Selama di Bengkulu Bung Karno aktif di Muhammadiyah. Oleh Bung Karno
Muhammadiyah dijadikan sebagai sumber dakwah dalam menyampaikan aspirasi rasa nasional
dan patriot kebangsaan selama pengasingan di Bengkulu. Bung Karno banyak melahirkan
pemikiran pemikiran besar, pada saat di Bengkulu Bung Karno pernah mengajar disekolah
Muhammadiyah dari sinilah ia bertemu dengan Fatmawati yang ayahnya juga seorang tokoh
Muhammadiyah.
Fatmawati adalah seorang gadis Bengkulu yang memiliki nama asli Fatimah. Lahir di
Bengkulu, 5 Februari 1923 Pukul 12.00 Siang di Kota Bengkulu, sebagai putri tunggal keluarga
H. Hassan Din dan Siti Chadidjah. Masa kecil Fatmawati penuh tantangan dan kesulitan, akibat
sistem kolonialisme yang dijalankan oleh Pemerintah Hindia Belanda. Ayahandanya, Hassan Din
semula adalah pegawai perusahaan Belanda, Bersomij di Bengkulu. Tetapi karena tidak mau
meninggalkan kegiatannya sebagai anggota Muhammadiyah, ia kemudian keluar dari perusahaan
itu. Setelah itu, Hassan Din sering berganti usaha dan berpindah ke sejumlah kota di kawasan
Sumatera Bagian Selatan dan wafat di Kuala Lumpur, Malaysia 14 Mei 1980 pada umur 57
tahun. Merupakan istri dari presiden pertama Indonesia dari tahun 1945 sampai 1967 dan
merupakan istri ke tiga dari presiden. Dia bertemu dengan Bung Karno pada saat menempuh
pendidikan dan pada saat itu Bung Karno adalah guru dari salah satu sekolah Muhammadiyah
ketika pengasingan di Bengkulu. Ibu Fatmawati ketika di Bengkulu tinggal bersama kedua orang
tuanya dijalan Fatmawati,Penurunan,Ratu Samban Kota Bengkulu.
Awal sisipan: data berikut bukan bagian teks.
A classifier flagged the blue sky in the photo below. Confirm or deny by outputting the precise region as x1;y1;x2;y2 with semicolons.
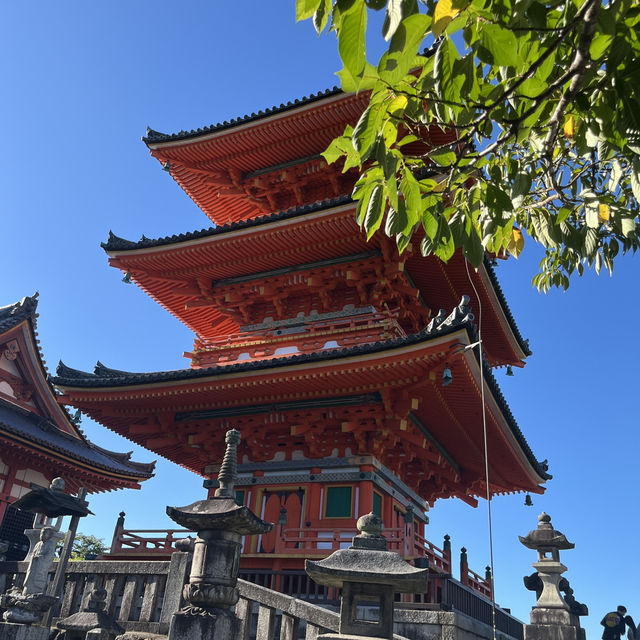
0;0;640;637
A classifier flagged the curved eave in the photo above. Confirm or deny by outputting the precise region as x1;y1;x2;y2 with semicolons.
0;306;84;440
483;254;532;358
143;93;368;224
0;432;153;493
0;401;155;483
56;323;548;490
103;198;528;366
104;200;358;338
142;87;344;149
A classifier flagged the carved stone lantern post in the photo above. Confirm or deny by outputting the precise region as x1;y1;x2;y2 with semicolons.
0;478;91;640
518;513;584;640
167;429;273;640
305;513;429;640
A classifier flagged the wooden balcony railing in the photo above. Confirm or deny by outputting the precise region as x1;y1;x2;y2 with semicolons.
108;515;492;599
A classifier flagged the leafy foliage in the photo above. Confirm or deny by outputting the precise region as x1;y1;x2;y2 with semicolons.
296;0;640;291
71;533;107;560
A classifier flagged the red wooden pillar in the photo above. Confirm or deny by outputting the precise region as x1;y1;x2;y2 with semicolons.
442;533;453;573
355;465;376;523
460;547;469;584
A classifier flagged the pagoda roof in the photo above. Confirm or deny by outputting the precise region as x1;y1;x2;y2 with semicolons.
0;293;38;334
100;196;353;253
0;293;155;491
53;305;550;494
0;398;155;481
101;197;531;365
143;89;455;225
142;86;343;147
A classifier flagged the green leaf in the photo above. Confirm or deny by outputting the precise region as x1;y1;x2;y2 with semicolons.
631;158;640;202
400;167;422;227
336;62;378;93
620;217;636;238
434;38;466;111
313;0;331;33
384;198;407;237
338;0;367;79
382;0;402;40
479;22;520;67
584;200;600;229
429;149;456;167
378;13;431;84
486;183;513;215
353;103;384;161
589;33;613;60
296;0;323;22
364;184;384;240
462;230;484;267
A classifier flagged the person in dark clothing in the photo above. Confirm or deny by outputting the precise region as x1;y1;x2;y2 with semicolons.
600;605;635;640
624;615;638;638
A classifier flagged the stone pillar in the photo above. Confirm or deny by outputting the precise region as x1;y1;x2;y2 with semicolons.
460;547;469;584
305;513;429;640
519;513;585;640
109;511;127;553
167;429;273;640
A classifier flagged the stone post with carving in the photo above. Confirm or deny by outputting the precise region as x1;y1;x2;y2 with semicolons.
305;513;429;640
518;513;585;640
167;429;273;640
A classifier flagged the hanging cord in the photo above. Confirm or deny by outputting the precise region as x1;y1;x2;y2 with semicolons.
464;259;497;640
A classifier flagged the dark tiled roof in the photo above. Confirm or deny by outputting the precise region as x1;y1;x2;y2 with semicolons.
0;400;155;480
100;196;353;251
0;292;38;334
52;296;551;479
484;253;532;356
142;87;342;146
0;292;155;480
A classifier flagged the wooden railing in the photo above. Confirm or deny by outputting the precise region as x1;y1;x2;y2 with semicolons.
109;526;492;598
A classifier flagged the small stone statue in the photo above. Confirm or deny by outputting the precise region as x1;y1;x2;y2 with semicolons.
0;527;58;624
22;527;56;595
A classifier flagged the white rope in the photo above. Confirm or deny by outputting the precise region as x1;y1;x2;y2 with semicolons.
464;259;497;640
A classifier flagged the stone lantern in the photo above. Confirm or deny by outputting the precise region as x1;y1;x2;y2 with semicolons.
518;513;584;640
0;478;91;640
305;513;429;640
167;429;273;640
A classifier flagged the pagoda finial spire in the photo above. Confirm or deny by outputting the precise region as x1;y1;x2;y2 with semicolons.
215;429;241;498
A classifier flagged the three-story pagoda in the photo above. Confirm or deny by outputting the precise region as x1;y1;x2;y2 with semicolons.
55;89;549;584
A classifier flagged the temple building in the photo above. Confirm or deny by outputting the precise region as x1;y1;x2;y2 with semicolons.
54;89;550;592
0;294;155;559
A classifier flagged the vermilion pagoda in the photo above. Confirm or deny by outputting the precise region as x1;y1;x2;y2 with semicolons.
0;296;154;559
55;90;549;592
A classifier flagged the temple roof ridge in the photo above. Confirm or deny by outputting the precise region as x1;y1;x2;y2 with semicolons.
100;196;353;252
142;86;343;146
0;291;84;438
0;291;40;333
0;398;155;479
484;253;533;356
53;296;552;479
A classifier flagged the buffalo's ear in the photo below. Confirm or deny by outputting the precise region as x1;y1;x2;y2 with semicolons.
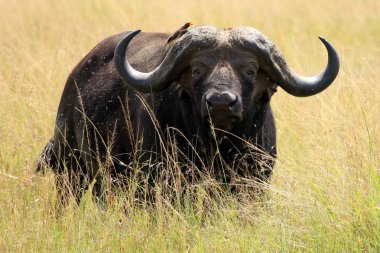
254;69;277;103
166;22;192;44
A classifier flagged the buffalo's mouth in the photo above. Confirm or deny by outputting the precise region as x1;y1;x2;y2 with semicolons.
203;113;242;136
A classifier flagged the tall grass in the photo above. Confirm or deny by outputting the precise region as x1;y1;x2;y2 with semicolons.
0;0;380;252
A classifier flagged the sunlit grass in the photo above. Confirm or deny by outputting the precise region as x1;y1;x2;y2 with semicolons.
0;0;380;252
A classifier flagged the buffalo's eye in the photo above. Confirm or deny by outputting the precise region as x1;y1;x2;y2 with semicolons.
243;68;257;79
241;64;258;80
191;64;205;78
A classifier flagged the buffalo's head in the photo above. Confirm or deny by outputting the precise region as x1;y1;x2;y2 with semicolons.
115;26;339;134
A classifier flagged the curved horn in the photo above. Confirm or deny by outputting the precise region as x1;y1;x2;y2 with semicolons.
115;27;215;92
236;28;339;97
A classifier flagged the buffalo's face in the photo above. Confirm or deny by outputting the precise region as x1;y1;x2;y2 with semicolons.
179;47;272;132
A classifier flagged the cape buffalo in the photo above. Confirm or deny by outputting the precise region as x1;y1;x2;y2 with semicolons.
37;23;339;206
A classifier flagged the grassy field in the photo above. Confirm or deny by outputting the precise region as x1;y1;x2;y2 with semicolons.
0;0;380;252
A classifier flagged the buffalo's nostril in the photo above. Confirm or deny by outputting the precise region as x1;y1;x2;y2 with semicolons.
205;91;238;111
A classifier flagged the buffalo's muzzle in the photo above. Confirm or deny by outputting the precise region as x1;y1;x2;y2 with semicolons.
202;91;242;131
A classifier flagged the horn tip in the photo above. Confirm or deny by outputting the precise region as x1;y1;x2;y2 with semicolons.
318;36;327;42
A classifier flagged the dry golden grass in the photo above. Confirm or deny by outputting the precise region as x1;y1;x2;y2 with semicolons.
0;0;380;252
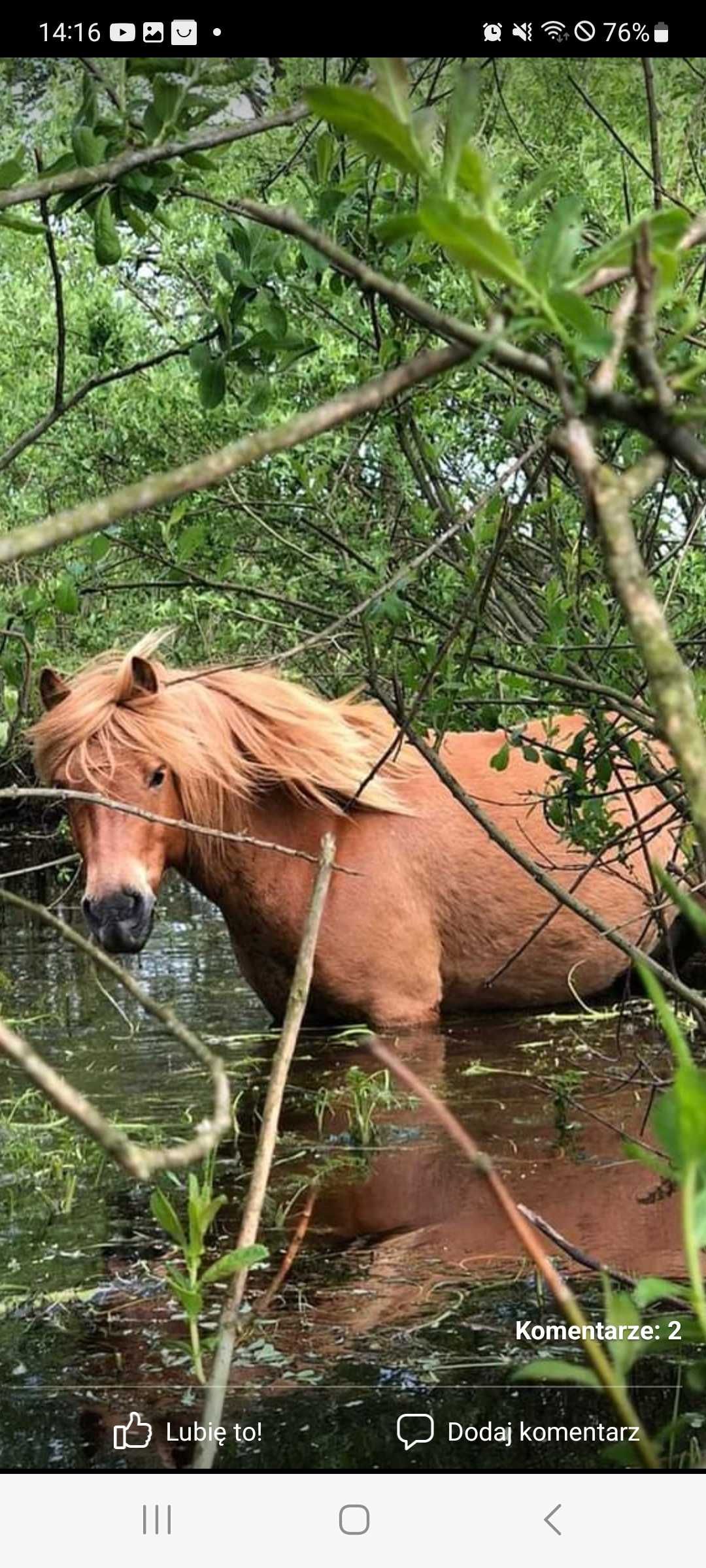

Tidak banyak diketahui orang bahwa sebenarnya Fatmawati merupakan keturunan dari Kerajaan
Indrapura Mukomuko. Sang ayah Hassan Din adalah keturunan ke-6 dari Kerajaan Putri Bunga
Melur. Putri Bunga Melur bila diartikan adalah putri yang cantik, sederhana, bijaksana. Tak
heran bila Fatmawati mempunyai sifat bijaksana dan mengayomi.